Love is not over when I stop feeling the way I felt when we first started dating. Love is a continual choice I make to do the best for her. Like I said, most days that choice is easy. Love starts when I make the choice, even when my feelings tell me not to bother.
@Poser – You’re right, love is a choice and going against your feelings. What about your heart and your mind?
I knew it was love the first time we had a conversation. I stood out in a parking lot until 2 in the morning without a coat just to hear what he had to say. I knew it was love the first time we had a major fight, and he stuck around afterward. I really knew when he agreed to take a road trip with my parents and spent 50 hours in a car listening to Disney songs.

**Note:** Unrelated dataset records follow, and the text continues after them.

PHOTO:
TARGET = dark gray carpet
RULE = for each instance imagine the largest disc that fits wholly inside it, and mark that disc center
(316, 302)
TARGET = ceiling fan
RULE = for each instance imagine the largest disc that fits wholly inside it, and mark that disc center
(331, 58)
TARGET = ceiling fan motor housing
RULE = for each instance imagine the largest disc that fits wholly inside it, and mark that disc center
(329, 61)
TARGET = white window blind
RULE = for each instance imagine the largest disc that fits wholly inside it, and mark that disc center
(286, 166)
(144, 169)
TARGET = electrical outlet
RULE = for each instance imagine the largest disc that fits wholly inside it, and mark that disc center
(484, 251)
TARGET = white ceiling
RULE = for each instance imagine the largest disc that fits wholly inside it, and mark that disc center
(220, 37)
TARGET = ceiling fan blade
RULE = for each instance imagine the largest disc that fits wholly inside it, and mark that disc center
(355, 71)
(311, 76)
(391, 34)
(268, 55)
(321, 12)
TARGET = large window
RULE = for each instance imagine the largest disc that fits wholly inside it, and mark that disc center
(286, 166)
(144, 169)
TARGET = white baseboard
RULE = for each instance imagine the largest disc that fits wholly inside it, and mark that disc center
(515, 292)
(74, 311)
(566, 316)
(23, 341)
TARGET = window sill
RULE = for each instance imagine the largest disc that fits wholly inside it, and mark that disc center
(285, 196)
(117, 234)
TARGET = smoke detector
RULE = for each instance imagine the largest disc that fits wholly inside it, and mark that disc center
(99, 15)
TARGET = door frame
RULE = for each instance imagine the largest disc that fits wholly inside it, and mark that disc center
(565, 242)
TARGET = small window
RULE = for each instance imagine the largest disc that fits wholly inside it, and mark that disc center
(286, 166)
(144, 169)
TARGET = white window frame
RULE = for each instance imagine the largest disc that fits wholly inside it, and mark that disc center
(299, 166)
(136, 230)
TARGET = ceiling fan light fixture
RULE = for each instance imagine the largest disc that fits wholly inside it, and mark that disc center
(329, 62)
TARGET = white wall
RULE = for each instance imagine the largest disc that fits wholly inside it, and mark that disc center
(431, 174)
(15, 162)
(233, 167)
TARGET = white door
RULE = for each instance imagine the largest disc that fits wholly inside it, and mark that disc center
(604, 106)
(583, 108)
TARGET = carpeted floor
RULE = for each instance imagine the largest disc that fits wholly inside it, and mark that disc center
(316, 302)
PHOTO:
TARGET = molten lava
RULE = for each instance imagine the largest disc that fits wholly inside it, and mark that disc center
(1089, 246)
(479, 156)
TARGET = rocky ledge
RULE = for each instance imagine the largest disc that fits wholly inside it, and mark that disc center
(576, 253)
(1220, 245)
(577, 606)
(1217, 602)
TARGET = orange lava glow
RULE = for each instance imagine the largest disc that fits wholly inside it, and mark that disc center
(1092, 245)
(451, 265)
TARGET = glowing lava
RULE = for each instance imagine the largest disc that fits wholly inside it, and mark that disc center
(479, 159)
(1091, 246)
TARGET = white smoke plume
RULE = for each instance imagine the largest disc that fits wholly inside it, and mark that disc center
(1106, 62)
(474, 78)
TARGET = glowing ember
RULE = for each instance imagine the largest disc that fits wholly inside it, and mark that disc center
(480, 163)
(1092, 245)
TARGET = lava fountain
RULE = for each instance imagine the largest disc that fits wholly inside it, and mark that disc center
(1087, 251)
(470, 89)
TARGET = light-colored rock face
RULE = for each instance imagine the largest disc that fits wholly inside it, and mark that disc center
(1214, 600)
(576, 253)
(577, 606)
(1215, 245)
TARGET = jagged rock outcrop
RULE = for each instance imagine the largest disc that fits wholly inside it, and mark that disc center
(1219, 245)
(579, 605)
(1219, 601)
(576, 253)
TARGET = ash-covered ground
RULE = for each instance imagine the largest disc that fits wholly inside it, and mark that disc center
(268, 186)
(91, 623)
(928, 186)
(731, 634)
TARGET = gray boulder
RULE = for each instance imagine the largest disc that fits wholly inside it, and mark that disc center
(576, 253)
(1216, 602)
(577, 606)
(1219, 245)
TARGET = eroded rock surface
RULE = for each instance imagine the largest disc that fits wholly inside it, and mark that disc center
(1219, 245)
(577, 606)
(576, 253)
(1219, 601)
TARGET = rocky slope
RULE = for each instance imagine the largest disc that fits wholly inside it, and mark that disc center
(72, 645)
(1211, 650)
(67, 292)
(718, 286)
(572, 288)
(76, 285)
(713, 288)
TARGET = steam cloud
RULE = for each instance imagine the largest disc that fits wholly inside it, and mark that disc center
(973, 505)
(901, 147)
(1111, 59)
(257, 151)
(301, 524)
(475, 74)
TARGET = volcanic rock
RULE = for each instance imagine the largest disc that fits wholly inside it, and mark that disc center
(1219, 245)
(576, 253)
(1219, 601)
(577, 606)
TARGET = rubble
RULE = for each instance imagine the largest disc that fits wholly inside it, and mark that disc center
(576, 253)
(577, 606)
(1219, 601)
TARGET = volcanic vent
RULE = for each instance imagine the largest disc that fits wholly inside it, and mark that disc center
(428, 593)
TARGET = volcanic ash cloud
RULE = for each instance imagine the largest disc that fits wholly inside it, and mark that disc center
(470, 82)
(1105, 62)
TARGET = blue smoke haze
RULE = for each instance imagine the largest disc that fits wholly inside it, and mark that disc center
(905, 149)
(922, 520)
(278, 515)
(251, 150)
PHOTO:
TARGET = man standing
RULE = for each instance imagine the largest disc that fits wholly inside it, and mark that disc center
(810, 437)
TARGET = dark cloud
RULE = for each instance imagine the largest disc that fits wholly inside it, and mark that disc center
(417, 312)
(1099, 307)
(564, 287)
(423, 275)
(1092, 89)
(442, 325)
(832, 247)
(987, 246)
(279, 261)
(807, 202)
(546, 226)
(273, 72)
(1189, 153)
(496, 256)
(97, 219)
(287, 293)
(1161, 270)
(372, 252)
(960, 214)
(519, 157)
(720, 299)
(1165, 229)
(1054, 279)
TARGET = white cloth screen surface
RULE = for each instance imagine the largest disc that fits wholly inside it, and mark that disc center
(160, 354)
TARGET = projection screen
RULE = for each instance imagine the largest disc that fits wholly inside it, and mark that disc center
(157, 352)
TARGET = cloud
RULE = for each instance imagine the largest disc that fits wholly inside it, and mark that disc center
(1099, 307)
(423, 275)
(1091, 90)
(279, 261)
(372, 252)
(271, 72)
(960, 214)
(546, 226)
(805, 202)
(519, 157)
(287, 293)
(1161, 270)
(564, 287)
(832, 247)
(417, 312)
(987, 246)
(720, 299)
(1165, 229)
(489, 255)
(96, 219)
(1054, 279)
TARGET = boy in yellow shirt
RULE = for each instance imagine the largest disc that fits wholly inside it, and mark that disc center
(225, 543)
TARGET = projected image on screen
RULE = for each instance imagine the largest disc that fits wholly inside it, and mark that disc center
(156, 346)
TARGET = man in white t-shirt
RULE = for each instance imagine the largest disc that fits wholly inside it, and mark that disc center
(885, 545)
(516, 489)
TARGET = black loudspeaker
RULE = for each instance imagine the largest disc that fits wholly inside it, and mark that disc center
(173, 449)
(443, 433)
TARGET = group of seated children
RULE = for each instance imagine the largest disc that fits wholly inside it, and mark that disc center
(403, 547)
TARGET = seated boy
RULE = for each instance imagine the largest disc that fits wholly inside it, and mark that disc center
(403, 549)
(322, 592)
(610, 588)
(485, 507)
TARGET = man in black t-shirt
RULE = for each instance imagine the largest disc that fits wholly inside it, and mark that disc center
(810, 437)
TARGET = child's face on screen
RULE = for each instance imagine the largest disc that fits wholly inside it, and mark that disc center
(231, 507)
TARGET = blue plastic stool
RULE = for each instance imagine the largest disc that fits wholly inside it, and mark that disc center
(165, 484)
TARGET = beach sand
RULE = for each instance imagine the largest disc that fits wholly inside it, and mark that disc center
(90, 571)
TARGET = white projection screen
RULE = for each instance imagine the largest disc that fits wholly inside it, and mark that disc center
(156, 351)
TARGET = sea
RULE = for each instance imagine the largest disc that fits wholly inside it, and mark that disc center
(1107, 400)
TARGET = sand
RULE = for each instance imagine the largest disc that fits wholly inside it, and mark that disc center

I know when I’m trying to tell myself it isn’t, when I am finding myself making conscious efforts to guard my feelings from the loved person until I become comfortable my feelings are genuine rather than infatuation. In the past I’ve been accused of not speaking up quickly enough when the other person has said, “The Words” but I like to give them the most respect and most honor by really trusting my feelings first and not playing with anyone elses feelings lightly.
@troubleinharlem—I didn’t mean to say that I was going against my feelings. I still have very strong feelings for her, even after almost three years. But they aren’t the same feelings I had when we first met and started dating. They aren’t the same feelings I’m going to have when I’m 70. The feelings change, but the love remains. Mistaking love for feelings invites the idea that you can fall out of love. I just don’t buy that.
My intellect says that being with her, marrying her, staying with her despite a seemingly insurmountable distance is the right thing to do. I think she is the most amazing woman I’ve ever met—and I can say that completely objectively. Even if I wasn’t in love with her, I’d still believe it. That is why, even when my feelings change, or those times when she acts completely batshit insane, I still love her. Because I know, in my mind, that she is “the one.”
My “heart” is fine. It beats strongly in my chest. I cut way down on eating red meat about two years ago, so that’s gotta make it feel good. And I stay pretty active, so I think my heart will be okay for some time to come. I do need to take care of it, though, as heart disease runs in both sides of my family.
(That’s a smart-assed way of saying that I don’t really know what people mean when they refer to their “heart” as if it serves some purpose other than supplying blood flow to all parts of one’s body. There are two basic parts to one’s decision-making process, feelings and reason, and both reside in your mind. Well, I’m not sure some people are rational, but they are at least capable of rational thought. I think).
It must’ve been love, but it’s over now.